MADRID – The Spanish government's decision to take control of the country's fourth-largest bank highlights the problem gripping the nation's financial system. Banks are taking huge losses on real estate loans that have soured, but the deeper the government gets involved in providing aid, the greater the risk it will need an international bailout.
Financial stocks in Madrid soared Thursday, a day after the government said it would take a 45 percent controlling stake in Bankia SA, which has the highest exposure to bad property loans of all Spanish banks following a crash in the construction sector that started in 2008.
But because the government — already strapped for cash — will finance the takeover, investors continued to worry that the country might eventually need rescue aid itself.

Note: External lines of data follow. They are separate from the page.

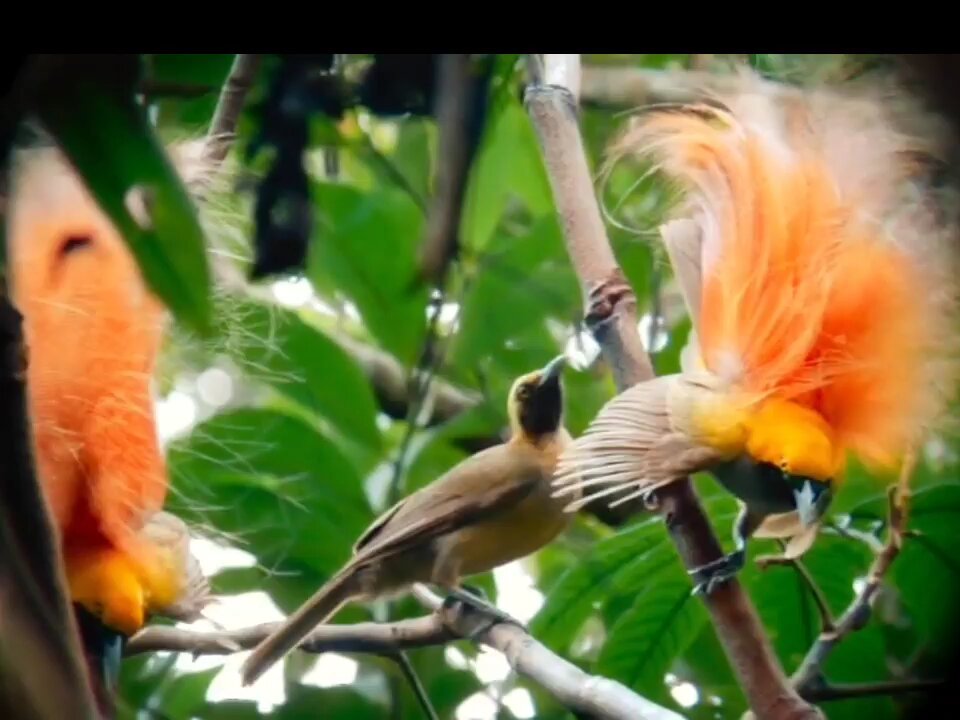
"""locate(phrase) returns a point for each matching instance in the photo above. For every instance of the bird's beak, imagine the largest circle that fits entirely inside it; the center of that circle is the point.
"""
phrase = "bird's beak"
(812, 502)
(552, 369)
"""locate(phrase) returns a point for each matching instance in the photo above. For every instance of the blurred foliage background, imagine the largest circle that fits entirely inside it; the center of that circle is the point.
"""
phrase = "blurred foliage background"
(285, 436)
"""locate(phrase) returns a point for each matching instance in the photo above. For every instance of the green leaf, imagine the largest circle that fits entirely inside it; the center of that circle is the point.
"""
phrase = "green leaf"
(642, 645)
(522, 281)
(106, 137)
(366, 249)
(574, 597)
(927, 572)
(273, 485)
(276, 346)
(202, 74)
(508, 164)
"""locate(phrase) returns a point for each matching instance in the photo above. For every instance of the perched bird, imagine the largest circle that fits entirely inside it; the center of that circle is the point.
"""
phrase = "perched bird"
(820, 280)
(93, 332)
(490, 509)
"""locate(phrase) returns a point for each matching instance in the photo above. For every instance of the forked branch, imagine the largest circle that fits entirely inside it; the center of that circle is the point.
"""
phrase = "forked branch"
(611, 313)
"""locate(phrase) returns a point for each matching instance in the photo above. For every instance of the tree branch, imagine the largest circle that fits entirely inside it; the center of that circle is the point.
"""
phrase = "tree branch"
(635, 87)
(827, 622)
(602, 698)
(611, 314)
(456, 114)
(375, 638)
(826, 693)
(857, 614)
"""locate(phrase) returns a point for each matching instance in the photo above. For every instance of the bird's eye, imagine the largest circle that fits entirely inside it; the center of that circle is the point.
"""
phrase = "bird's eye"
(75, 242)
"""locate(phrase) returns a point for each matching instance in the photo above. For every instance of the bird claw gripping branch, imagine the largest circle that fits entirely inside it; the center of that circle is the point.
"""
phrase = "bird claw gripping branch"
(492, 508)
(822, 286)
(93, 332)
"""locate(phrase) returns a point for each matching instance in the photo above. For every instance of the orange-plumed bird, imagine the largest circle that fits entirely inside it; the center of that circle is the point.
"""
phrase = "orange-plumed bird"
(93, 332)
(821, 281)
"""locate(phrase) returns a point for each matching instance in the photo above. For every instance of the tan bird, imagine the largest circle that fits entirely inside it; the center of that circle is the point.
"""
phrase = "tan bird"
(492, 508)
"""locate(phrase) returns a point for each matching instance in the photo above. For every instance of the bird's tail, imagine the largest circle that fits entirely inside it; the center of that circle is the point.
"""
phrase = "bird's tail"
(342, 587)
(829, 272)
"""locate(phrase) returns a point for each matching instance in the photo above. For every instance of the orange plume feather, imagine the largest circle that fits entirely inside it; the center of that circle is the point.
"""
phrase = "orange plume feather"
(93, 332)
(828, 278)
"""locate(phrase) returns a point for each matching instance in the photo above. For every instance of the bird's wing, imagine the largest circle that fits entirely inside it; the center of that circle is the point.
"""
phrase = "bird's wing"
(630, 448)
(478, 487)
(180, 589)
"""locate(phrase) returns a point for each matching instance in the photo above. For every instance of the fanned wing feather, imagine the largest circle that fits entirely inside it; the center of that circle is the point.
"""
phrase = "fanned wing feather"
(631, 447)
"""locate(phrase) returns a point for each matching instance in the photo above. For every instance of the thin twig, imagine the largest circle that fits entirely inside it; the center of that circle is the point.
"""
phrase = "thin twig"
(827, 693)
(827, 622)
(858, 612)
(373, 638)
(395, 173)
(456, 112)
(223, 126)
(611, 314)
(630, 87)
(406, 667)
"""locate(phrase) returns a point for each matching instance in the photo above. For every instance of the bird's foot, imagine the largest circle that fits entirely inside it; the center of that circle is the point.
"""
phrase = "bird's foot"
(708, 577)
(491, 615)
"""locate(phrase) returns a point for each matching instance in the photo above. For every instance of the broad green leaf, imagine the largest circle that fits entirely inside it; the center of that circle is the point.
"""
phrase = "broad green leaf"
(860, 658)
(521, 281)
(107, 138)
(366, 249)
(433, 460)
(642, 645)
(930, 561)
(508, 164)
(273, 485)
(186, 695)
(584, 586)
(278, 347)
(784, 602)
(413, 156)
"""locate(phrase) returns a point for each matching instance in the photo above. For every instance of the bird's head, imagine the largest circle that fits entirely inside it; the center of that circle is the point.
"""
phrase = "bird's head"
(798, 442)
(535, 404)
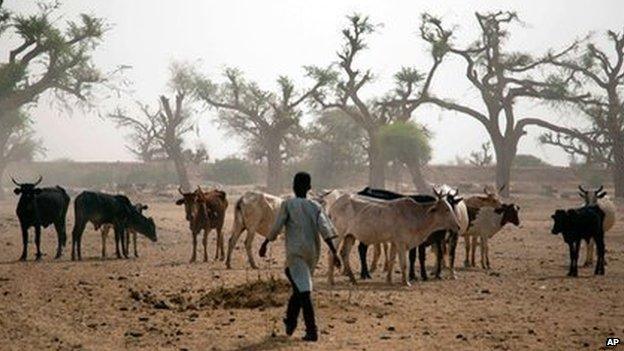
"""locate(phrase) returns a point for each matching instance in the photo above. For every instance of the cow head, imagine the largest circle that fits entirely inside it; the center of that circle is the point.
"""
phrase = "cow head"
(561, 221)
(142, 224)
(510, 214)
(190, 202)
(591, 197)
(442, 215)
(27, 189)
(489, 198)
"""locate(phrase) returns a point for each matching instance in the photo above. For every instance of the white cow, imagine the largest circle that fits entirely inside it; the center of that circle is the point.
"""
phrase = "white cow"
(254, 212)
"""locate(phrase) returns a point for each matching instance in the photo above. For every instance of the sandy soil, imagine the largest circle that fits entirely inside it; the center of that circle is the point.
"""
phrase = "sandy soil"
(155, 301)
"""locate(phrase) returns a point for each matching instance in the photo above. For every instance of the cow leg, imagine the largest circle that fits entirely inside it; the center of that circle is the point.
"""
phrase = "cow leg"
(194, 255)
(422, 258)
(220, 244)
(61, 236)
(105, 231)
(473, 250)
(412, 264)
(439, 257)
(386, 250)
(601, 252)
(393, 250)
(231, 245)
(251, 234)
(205, 242)
(483, 245)
(362, 249)
(79, 227)
(467, 246)
(24, 243)
(330, 269)
(376, 255)
(452, 246)
(38, 242)
(403, 263)
(589, 258)
(134, 237)
(126, 242)
(349, 240)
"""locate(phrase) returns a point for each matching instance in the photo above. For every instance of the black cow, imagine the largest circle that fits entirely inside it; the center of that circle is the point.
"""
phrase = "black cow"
(437, 238)
(100, 209)
(40, 207)
(578, 224)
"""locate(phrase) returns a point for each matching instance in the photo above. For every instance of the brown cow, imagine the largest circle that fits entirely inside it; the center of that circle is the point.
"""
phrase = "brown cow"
(205, 211)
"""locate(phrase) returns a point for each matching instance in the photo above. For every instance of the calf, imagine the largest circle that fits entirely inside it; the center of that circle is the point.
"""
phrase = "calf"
(40, 207)
(117, 210)
(254, 212)
(205, 211)
(131, 232)
(581, 224)
(404, 223)
(598, 198)
(486, 222)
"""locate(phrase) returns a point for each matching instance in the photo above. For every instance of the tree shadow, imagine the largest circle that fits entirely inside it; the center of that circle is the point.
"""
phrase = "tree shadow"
(268, 343)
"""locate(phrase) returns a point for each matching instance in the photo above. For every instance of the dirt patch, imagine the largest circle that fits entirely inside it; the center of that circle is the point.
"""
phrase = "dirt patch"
(256, 294)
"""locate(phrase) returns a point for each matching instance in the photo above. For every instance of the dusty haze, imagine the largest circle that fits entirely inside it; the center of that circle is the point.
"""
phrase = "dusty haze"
(269, 38)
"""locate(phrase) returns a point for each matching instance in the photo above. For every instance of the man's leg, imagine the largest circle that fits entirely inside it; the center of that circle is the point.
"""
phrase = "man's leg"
(294, 305)
(308, 317)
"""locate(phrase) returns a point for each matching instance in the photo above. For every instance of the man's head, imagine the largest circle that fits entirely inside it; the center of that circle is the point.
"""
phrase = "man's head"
(302, 183)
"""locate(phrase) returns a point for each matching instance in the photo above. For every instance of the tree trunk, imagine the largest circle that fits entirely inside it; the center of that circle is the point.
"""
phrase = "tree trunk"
(505, 154)
(2, 169)
(417, 178)
(618, 168)
(376, 164)
(178, 162)
(274, 169)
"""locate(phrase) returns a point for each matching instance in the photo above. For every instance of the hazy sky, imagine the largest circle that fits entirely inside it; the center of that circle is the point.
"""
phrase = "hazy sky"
(269, 38)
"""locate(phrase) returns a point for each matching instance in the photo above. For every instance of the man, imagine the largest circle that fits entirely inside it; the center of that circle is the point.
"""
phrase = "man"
(303, 219)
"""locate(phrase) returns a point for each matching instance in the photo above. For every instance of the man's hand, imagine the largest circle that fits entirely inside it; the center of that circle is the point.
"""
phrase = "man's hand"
(337, 263)
(262, 252)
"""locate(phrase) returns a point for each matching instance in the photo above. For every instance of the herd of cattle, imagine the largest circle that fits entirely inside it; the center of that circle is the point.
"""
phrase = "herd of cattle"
(392, 223)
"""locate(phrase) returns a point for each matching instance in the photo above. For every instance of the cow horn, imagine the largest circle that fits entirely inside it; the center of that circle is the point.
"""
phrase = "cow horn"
(15, 182)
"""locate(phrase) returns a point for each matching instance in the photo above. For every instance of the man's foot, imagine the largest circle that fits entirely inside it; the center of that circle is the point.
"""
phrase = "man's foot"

Spain's sovereign borrowing rates remained uncomfortably high on Thursday, suggesting traders are wary of its financial future.
Because the fates of Spain's banking sector and its government are so closely linked, analysts say a new approach — possibly with financial aid from abroad — may be needed.
"Once again the government has reacted late and badly," said Javier Flores, an analyst in Spain with Asinver investment group.
"There is something that everyone knows, it's talked about privately but no one wants to admit to in public," said Flores. "Spain's banking sector is sitting on a huge toxic asset problem that is not worth what it says on the banks' accounts."
Spanish financial stocks have been battered in recent months on growing worries that their bad real estate investments will hurt their earnings for a long time or even cause some of the weaker lenders — such as the regional cajas — to collapse.
The Bank of Spain estimates that banks are sitting on some €180 billion ($233 billion) in assets that could cause them losses.
In the short-run, the government's nationalization of Bankia eliminates the risk it could collapse, possibly causing a series of bank failures as it defaults on money it owes to other Spanish banks. That would create a credit crunch similar to the one that paralyzed global markets in 2008.
Analysts warn Bankia's rescue cannot be enough, that the wider sector needs more help, though the government has little financial firepower left to do so.
Concern that the Spanish government's finances may be overwhelmed by the cost of rescuing banks has pushed investors to ask for high interest rates to lend to the country. Those worries persisted on Thursday, with the benchmark 10-year bond yield at the perilously high level of near 6 percent. Bond yields indicate the rate the government borrows at when it taps financial markets. Rates of above 7 percent are seen as unsustainable in the long-run.
Healing the banking sector is crucial to clear the air and set the stage for a recovery in the economy, which is in its second recession in three years, with a 24.4 percent unemployment rate, the highest in the Eurozone.
But uncertainty over Spain's government finances is likely to continue as long as it is unclear how it will finance a big rescue of the banking sector.
To help Bankia, Spain will convert €4.5 billion ($5.9 billion) it had given it in 2010 and 2011 into shares. That means that instead of getting that money back to help reduce public debt, for example, it will take control of a loss-making bank.
On top of that, the government on Friday is expected to announce an injection of up to €10 billion to help keep Bankia afloat. It is unclear where the government will find that money, but such a move is likely to stir popular anger against the government, which has been making painful austerity cuts in key areas such as education and health.
On Friday, the government is also expected to present a broad plan to help the banking system. But whatever the reforms, the bottom line is that many of these banks need new money, analysts say.
The government has already asked banks to set aside €50 billion in rainy-day funds to protect them against losses in the property market and elsewhere. That could be raised to €80 billion in the government's announcement on Friday, analysts say.
"The key issue will be if banks can't afford to put aside a greater level of provisions," said Mark Miller, a European economist in London for Capital Economics.
The Spanish government can't inject much money in the banks without raising real concerns about its own finances. Its bond yields suggest investors consider it the next most likely country in the 17-nation Eurozone to take an international bailout.
If the banks don't have the money to set aside as capital buffers, they would have to try to raise it from private investors, who would ask for big discounts to put money in an ailing lender.
Ultimately, the best solution may be a partial bailout for Spain — but not for the government, just the banking sector.
"The bigger picture clearly is of concern and the chances of a bailout for the banking sector in Spain are high and rising," said Miller.
Spain could take loans from the European bailout funds to inject directly into the banks. That would reassure investors about the banks' ability to survive their losses on sour real estate assets and increase confidence that the government will not in the future be overwhelmed by the costs of rescuing failing banks.
Alan Clendenning contributed to this report.